Zu den größten Stipendienprogrammen für Schüler im Land zählt das Projekt „Talent im Land“. Seit dem Jahr 2003 fördern Robert Bosch Stiftung und Baden Württemberg Stiftung damit insbesondere Jugendliche, die aus benachteiligten Familien stammen.

„Es fehlt an institutioneller Unterstützung"

„Rund 10 Prozent unserer Stipendiaten haben eine Fluchterfahrung“, sagt Katie Rodgers von der landesweiten Förderung. Unter den zur Zeit 111 geförderten Schülern sind zwar auch immer mehr Jugendliche aus Syrien oder anderen Krisenregionen.

Doch sind die Förderer stets darauf angewiesen, dass ihnen Sozialarbeiter, Lehrer oder andere Pädagogen, die künftigen Alumni empfehlen. Viele begabte Flüchtlinge, schätzt die Expertin Rodgers, blieben daher auf der Strecke.

„Vor große Hürden sind gerade die unbegleiteten minderjährigen Flüchtlinge gestellt“, sagt die Soziologin. „Es fehlt an institutioneller Unterstützung, wenn junge Flüchtlinge einen mittleren Schulabschluss absolviert haben und dann mit 19 Jahren nicht mehr unter die Aufsicht des Jugendamts fallen.“ Ab diesem Zeitpunkt gebe es oft keine Förderung mehr. Die Folge: Große Begabungen blieben unentdeckt.
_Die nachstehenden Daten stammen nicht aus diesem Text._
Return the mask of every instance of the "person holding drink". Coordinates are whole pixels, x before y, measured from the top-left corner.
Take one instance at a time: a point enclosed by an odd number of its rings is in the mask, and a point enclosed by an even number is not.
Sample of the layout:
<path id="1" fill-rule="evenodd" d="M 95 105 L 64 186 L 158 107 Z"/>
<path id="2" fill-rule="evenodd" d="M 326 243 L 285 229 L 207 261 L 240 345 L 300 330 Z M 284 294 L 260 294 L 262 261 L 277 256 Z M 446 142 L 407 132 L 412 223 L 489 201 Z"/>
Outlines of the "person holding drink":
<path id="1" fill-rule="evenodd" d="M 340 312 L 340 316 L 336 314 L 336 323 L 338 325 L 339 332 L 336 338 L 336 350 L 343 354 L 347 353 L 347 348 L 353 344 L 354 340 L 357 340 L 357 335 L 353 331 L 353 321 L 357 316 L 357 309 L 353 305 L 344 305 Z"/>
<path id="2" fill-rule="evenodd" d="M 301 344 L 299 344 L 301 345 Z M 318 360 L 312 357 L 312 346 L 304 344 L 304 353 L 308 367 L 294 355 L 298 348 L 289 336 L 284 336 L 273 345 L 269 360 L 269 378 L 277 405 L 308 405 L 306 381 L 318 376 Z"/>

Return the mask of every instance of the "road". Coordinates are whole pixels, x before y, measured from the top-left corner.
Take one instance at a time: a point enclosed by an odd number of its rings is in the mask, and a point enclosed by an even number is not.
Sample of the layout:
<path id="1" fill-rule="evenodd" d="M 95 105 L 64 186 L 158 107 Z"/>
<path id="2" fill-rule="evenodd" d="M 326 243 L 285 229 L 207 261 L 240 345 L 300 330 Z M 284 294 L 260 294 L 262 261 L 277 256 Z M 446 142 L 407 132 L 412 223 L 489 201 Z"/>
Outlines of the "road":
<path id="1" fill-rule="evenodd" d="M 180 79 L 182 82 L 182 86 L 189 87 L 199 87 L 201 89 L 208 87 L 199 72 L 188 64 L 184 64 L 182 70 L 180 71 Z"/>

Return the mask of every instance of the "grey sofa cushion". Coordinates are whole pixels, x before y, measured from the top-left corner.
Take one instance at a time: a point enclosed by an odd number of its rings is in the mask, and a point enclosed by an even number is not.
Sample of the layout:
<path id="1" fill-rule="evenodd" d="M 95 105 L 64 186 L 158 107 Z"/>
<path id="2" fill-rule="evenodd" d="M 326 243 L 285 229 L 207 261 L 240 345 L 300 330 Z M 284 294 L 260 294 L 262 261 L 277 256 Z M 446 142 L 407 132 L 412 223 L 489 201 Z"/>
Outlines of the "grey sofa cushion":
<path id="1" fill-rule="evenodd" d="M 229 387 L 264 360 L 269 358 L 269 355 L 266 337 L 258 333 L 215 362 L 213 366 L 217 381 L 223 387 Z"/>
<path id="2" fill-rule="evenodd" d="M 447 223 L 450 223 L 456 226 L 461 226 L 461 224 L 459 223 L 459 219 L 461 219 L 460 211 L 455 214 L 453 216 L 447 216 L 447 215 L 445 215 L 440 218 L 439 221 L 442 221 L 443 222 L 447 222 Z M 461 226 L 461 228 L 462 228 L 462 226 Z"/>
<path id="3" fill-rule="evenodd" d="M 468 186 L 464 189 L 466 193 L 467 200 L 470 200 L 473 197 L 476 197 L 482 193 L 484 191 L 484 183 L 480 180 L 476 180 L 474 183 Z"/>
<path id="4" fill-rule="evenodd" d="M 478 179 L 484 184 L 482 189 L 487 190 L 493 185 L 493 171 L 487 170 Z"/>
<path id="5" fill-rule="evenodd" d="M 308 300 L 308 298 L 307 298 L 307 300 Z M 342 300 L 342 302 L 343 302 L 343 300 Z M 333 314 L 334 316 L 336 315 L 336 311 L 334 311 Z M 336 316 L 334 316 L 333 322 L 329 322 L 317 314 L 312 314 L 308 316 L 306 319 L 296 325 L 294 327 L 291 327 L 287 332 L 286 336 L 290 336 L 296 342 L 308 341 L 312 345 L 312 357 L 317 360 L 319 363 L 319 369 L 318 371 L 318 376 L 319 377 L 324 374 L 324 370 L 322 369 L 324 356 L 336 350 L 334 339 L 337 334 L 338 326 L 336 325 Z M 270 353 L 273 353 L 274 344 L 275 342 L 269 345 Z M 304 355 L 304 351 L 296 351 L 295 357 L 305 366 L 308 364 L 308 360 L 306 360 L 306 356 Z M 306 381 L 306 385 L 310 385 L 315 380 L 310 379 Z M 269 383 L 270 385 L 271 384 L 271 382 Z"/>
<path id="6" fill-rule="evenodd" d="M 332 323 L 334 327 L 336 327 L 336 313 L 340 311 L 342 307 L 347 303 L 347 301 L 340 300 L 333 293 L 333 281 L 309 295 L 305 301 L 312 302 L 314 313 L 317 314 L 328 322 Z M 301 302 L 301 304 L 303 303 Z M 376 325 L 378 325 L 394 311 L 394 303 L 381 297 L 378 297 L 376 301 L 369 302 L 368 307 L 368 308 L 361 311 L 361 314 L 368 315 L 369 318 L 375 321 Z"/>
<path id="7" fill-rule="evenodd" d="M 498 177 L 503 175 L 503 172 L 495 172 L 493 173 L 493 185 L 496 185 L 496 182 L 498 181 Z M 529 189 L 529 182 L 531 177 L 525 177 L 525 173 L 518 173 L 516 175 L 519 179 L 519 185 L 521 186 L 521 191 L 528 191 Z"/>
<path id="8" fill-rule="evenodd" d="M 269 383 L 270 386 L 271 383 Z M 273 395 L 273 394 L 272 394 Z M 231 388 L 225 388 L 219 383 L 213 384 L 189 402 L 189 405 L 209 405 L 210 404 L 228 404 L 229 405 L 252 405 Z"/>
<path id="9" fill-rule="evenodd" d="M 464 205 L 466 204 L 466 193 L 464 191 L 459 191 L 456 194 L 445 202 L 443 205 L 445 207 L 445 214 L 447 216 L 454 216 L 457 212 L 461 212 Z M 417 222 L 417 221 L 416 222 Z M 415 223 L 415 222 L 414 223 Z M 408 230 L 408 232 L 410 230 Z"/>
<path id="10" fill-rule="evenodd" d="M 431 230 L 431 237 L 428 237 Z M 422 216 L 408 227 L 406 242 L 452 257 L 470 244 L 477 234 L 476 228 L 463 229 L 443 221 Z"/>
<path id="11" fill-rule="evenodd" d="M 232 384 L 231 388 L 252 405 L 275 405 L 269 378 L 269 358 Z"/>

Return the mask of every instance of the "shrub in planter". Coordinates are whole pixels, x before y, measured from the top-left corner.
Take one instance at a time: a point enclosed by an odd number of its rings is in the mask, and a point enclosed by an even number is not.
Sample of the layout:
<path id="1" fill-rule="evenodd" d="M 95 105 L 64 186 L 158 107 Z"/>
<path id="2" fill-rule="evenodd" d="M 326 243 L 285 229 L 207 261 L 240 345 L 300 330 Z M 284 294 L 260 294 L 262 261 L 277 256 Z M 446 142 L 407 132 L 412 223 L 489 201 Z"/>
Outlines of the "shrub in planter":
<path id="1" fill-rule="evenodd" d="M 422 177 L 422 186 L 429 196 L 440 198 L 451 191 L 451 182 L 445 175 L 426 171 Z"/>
Die Stuttgarter Initiative zur Förderung hochbegabter Jugendlicher ist bislang überhaupt nicht in Kontakt mit talentierten Flüchtlinge gekommen. „Wir verstehen uns als Austauschforum für Eltern von hochbegabten Kindern“, sagt Anne Ballweg von der Initiative. Bei den Treffen geht es um Hilfe, Förderung und Schulwahl. Bis auf weiteres ganz ohne Flüchtlingskinder.